A leading journal called it one of the most important scientific achievements ever. The University of Wisconsin-Madison biologist appeared on Time Magazine’s cover under the headline: “The man who brought you stem cells.”
But nearly a decade after his discovery, some scientists are turning on Thomson amid a battle over the patent rights to his work. Dismissing his research as obvious, they claim any scientist with Thomson’s funding and access to human embryos could have done the same thing.
Their claims have escalated a fight that could tarnish Thomson’s reputation, deprive his school of millions of dollars in future revenue and loosen restrictions under which U.S. stem cell researchers have to work. With the stakes high, the fight is turning increasingly bitter and personal, with each side accusing the other of greed.
Thomson, who still conducts stem cell research in Madison and has started two companies from his work, declined an interview request. But his supporters have been particularly angered by the assault on the importance of his discovery.
“If it was so obvious, how come they didn’t do it? Where were they then?” asked Nicholas Seay, a patent lawyer who helps run Thomson’s companies.
“The fight is certainly about money, but it’s also sort of a stature thing,” he continued. “It wouldn’t be good for the university or Jamie if the patents were revoked. He did invent all this stuff.”
Scientists have claimed the patents delayed their work and sent investment overseas to escape license fees. Their concerns prompted the California-based Foundation for Taxpayer and Consumer Rights to ask for a federal review of the patents last year.
The U.S. Patent and Trademark Office said in March it was preparing to throw out the patents because research from other scientists paved the way for Thomson’s breakthrough.
The Wisconsin Alumni Research Foundation, the arm of the university that holds three patents for Thomson’s discoveries, is trying to convince regulators to allow them to stand. The fight could take several years to resolve.
Nobody disputes that Thomson won a worldwide race in 1998 when he became the first to isolate and cultivate stem cells from days-old human embryos donated by fertility clinics. The fight is over whether that breakthrough was novel enough to meet the standard for a patent.
Scientists hope to use stem cells, which eventually grow into all types of human tissue, to find cures to diseases and perhaps even replace injured body parts. Some conservatives oppose the research because embryos are destroyed.
Four scientists have filed affidavits in recent weeks saying research on mice and other animals made Thomson’s work a no-brainer.
“Had other stem cell researchers been given the same human embryos and funding, they would have done the same thing, because the technical knowledge needed to derive and culture human embryonic stem cells was obvious,” wrote Chad Cowan, a Harvard researcher.
Thomson’s work was “common sense” and “entirely predictable to us,” added Alan Trounson, a prominent stem cell researcher in Australia.
Those comments haven’t sat well in Madison, where Thomson is a rock star in the scientific community.
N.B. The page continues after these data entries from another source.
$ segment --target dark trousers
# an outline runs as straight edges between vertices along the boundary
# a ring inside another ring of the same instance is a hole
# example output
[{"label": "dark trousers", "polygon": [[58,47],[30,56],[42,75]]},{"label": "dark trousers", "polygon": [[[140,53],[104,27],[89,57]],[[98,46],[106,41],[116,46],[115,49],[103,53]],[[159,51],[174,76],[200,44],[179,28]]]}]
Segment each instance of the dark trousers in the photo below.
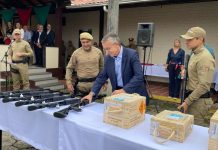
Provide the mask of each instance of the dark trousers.
[{"label": "dark trousers", "polygon": [[43,48],[39,48],[38,46],[34,46],[34,51],[36,55],[36,65],[43,66]]},{"label": "dark trousers", "polygon": [[176,64],[168,65],[169,71],[169,96],[179,98],[181,79],[178,78],[180,71],[176,69]]}]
WARF responded with an attack on those scientists’ credibility, telling the patent office that two had applied for patents for human embryonic stem cell research after Thomson. How can they now claim such work is obvious? WARF asked.
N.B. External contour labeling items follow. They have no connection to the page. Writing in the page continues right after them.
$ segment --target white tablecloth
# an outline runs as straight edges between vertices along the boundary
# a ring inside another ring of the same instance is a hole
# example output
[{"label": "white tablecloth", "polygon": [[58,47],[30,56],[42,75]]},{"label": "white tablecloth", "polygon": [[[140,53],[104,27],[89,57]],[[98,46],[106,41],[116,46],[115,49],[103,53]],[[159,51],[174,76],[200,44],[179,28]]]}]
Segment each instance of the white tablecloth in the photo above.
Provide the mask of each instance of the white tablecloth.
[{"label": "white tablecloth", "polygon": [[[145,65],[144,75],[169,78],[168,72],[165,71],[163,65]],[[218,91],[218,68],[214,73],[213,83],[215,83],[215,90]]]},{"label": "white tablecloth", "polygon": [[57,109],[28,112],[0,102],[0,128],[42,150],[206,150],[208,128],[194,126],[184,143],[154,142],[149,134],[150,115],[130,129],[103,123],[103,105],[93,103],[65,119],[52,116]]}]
“I think each of these people should be embarrassed,” said Carl Gulbrandsen, WARF‘s managing director. “They should really be saying that he has opened the door for us to really understand who we are as human beings and how to take care of some diseases that right now can’t be treated. What he has done is a gift to us all.”
John Simpson, stem cell project director for the Foundation for Taxpayer and Consumer Rights, said it didn’t matter that the scientists backing his group’s challenge had applied for patents themselves. Thomson’s work was commendable but not worthy of a patent, he said.
“A bunch of folks at WARF have dollar signs in their eyes,” Simpson said.
WARF could see a financial windfall if any stem cell treatments hit the market before the patents expire in 2015 because companies would have to pay royalties. That money, in turn, would be used to increase WARF‘s annual payment to support research at UW-Madison.
In response to criticism, WARF announced in January it would no longer require companies that sponsor research at universities to pay for licenses costing up to $400,000. But companies still need licenses for research in their own labs and must pay royalties if they develop products from that work.
“Hopefully, we cannot only get some commercial products that make people’s lives better, but we’ll continue to help support additional research at UW-Madison,” Gulbrandsen said.